Saturday, November 28, 2009

Anime? Anyone?

Living in Tokyo, Japan has granted me some folly as well as wisdom. It killed a lot of very erroneous, preconceived notions about Japan and Japanese culture. And it heightened my appreciation for the many good things Japan has to offer.

Despite what one would think, however, living in Japan has made me develop an almost irrational and pathological dislike for Japanese Anime.

I never thought the day would come, because it seems like only yesterday I regarded Japanese animation almost as the "second coming" in terms of what it had to offer the animation medium.

Todd McFarland (comic artist of Spider-Man and Spawn fame) summed up Japanese animation best for me as I paraphrase: "Japanese animation has mastered giving you the impression a lot is happening, when it really isn't."

Animation in general is very expensive. Japanese animation studios have mastered holding people's attentions with extremely limited animation (held poses, talking heads on static bodies that almost never move, animation sometimes done on 4's, 8's and 12's) BUT holding everything together with simple, but solid draftsmanship, action scenes that ARE animated quite well and dynamically, and reasonably compelling and mature plotlines.

I feel it has been the draftsmanship and the plotlines that has made the world go ape over Japanese animation over the past few years.

Japanese anime can be like "moving manga" (not a far stretch from the old Marvel Superheroes cartoons from the 1960's for those who know). The Japanese animation way is more concerned with presenting a graphic image rather than putting forth a convincing acting "performance" ala "Disney".

Is there good Japanese animation? Hell, yes. Katsuhiro Otomo is still number one in my book. Yes, Hayao Miyazaki is a true artist and visionary. Japanese animation has its place in the world as a viable medium and it deserves appreciation on it's own special merits.

Personally I'm glad that there is a huge fan base for Japanese animation in this digital age of CG animation. (which from looking at recent B.O. sales seems to have been losing it's "wow"-factor steam unless it has "Pixar" or "Dreamworks" on the billing) Japanese Anime serves as an example that there are those who still have a huge interest and appreciation for traditionally hand-drawn animation.

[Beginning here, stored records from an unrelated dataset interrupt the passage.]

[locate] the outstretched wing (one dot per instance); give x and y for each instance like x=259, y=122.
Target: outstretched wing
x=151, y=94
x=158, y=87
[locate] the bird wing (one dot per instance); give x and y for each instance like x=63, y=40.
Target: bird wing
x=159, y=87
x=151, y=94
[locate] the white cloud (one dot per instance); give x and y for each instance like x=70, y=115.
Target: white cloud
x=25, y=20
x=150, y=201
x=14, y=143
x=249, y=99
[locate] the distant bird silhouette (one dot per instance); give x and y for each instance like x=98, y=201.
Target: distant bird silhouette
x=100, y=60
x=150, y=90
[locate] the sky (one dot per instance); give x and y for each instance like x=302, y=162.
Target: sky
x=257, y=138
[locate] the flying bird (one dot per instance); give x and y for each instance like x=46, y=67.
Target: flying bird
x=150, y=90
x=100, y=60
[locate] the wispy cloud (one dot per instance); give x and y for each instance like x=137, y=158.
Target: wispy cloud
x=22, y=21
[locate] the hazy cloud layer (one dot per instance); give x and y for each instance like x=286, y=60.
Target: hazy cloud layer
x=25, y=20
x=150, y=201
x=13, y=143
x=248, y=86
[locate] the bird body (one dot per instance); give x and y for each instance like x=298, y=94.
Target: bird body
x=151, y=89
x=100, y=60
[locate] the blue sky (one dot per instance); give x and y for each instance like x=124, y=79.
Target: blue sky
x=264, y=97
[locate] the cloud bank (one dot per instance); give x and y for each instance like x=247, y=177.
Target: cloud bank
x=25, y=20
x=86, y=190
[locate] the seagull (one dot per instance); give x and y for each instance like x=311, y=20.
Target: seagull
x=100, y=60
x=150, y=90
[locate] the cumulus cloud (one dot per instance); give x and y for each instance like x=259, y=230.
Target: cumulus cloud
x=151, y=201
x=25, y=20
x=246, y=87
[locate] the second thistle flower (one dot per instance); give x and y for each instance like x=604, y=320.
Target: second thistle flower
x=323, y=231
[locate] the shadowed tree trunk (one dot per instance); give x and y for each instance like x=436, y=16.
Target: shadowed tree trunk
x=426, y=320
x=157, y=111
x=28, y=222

Sad to hear that in the past couple of years that DVD sales for Japanese animation has plummeted (as interest in the medium continues to rise). Let's face it, video piracy is to blame here. The majority of the consumers who are into anime are not the types to go out to the local video store for the newest anime when they can get it online for free. Not a good thing.

Found an interesting story from the Wall Street Journal on how the animation business in Japan hasn't been doing so well, and those who love the art of animation who are willing to endure during these tough times.


  1. I have to agree. I generally prefer manga over anime due to the fact that anime is just moving pictures. Mainly seasonal animation(12-25 episodes), generally have many episodes of just mundane animation that bores the hell out of me even if the story is descent. Its usually the movies/specials that have a little more than just moving pics. But if you search, you can find some really great animation(not moving pictures) coming out of Japan. Tokyo Godfathers by Satoshi Kon is one of my favorites. The expression that goes into the movements of the characters is outstanding. Mindgame, Toujin Kit(short), and Tekkon kinkreet by Studio 4C are also some other great ones.

    Found your page from Mateen. Are you still in Japan?

  2. Whoops!
    I JUST saw your comment. (which you posted in April! O_o)

    I agree with you. Satoshi Kon is....was a great one. Unfortunately he passed away recently as you probably know.

    Yes I am still in Japan. Mateen, yes nice guy. But I think the last time I saw him was like in April too!